観光地側は制度の問題を解決する代わりに従業員を処罰するという典型的な「責任転嫁」を行っています:

  • 公衆が疑問に思うのは「省道で通行止めをすべきかどうか」ですが、観光地側は「従業員が規則を破った」として責任を負わせています。
  • なぜ制度を変えようとしないのでしょうか?それは料金収入が重要だからです。ドリーチン県の経済状況は弱く、財政は上級機関からの援助に依存しており、観光業は唯一安定した収入源です。

これは、レストランの衛生状態に不満を持っても店主が厨房を改善しないで代わりにウェイターを責めるようなものです。

#### 4. 地方財政の「ジレンマ」:観光は「助け」となるが、長期的には信頼を失う

ドリーチン県の状況は典型的です。他の産業がないため、観光業は重要な収入源です。短期的には料金を徴収することで地元経済が維持されますが、長期的にはどうでしょうか?

  • 観光客がドリーチン・ヤディンを訪れるのは「青い星の最後の聖地」を見るためですが、入場料や乗り換えサービスの料金で120元、バッテリー車の料金で80元、インスタントラーメンが20元、レインコートが60元といった重税によって観光客の忍耐力は削がれます。
  • この問題が大きくなった後、料金徴収は一時的に停止されましたが、根本的な解決策がなければ別の観光地でも同じ問題が発生するでしょう。

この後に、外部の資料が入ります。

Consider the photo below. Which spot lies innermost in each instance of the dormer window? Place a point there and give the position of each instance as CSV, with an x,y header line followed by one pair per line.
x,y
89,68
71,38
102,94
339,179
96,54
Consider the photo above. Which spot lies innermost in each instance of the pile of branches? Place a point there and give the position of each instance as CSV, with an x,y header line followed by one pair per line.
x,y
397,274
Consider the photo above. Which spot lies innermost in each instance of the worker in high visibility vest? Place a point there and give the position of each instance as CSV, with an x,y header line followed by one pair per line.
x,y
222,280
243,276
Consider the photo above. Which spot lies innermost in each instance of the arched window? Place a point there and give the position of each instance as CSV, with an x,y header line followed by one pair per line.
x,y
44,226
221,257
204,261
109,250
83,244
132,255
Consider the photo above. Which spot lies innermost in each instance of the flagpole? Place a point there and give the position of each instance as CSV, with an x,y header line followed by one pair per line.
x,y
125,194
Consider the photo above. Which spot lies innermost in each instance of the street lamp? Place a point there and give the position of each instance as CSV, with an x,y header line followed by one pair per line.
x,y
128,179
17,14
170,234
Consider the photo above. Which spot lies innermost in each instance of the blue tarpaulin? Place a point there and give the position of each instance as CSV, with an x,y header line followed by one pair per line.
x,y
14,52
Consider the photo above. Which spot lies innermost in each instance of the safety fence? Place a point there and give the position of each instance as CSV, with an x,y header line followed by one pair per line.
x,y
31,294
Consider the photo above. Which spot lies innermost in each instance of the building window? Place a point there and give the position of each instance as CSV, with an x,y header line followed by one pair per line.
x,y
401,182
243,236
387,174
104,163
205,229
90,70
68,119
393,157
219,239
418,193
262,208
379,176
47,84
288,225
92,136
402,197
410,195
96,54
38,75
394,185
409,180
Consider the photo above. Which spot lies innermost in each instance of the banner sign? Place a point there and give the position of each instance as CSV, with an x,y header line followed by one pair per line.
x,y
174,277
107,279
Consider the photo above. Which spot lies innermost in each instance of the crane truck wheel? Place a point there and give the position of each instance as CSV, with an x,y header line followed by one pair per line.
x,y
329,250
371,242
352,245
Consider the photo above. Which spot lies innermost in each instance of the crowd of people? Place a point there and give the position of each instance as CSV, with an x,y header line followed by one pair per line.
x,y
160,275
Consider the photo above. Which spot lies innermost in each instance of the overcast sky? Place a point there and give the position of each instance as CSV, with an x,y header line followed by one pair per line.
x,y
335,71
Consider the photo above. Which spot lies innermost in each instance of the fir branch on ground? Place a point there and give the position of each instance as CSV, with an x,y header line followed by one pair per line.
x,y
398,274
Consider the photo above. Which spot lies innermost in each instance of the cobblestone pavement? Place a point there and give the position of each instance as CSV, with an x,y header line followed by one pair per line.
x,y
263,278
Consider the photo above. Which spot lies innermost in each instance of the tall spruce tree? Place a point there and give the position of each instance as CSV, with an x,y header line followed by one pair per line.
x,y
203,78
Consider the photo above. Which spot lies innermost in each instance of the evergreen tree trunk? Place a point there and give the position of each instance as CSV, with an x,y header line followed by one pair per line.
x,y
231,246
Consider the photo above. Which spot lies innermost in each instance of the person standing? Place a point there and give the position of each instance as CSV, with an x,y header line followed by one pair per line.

#### 5. 料金徴収の一時停止は終わりではない:公共と私的な領域の境界を明確にする必要がある

現在、ドリーチン・ヤディンでは料金徴収が一時的に停止されており、甘孜州や四川省でも調査チームが設立されましたが、これは始まりに過ぎません:

  • 法律の規制を守る必要がある:《公路法》では「違法な料金徴収」が明確に禁止されており、公共道路は納税者のお金で建設されたものです。観光地側には料金を請求する権利がありません。
  • 公共と私的な領域を明確にする必要がある:観光地は入場料を徴収できますが、公共インフラ(省道)を私有の料金所にしてはなりません。
  • 長期的な解決策として制度の改革が必要:一度の暴露や改善だけでは不十分です。公共道路と観光地の境界を明確にし、乗り換えサービスの料金設定を規制し、観光地の収入を透明化するなどの長期的なメカニズムを構築する必要があります。

そうでなければ、今日はドリーチン・ヤディンの省道で通行止めが起きても、明日は他の観光地でも同じことが起こるかもしれません。

この問題の本質は、「地方の利益」と「公共の権利」の対立です。法治の基盤を守り、公共と私的な領域の境界を明確にすることで、観光が本来の目的である「景色を楽しむ」ことに戻す必要があります。それがない限り、「通行料」という名の下での搾取が続くでしょう。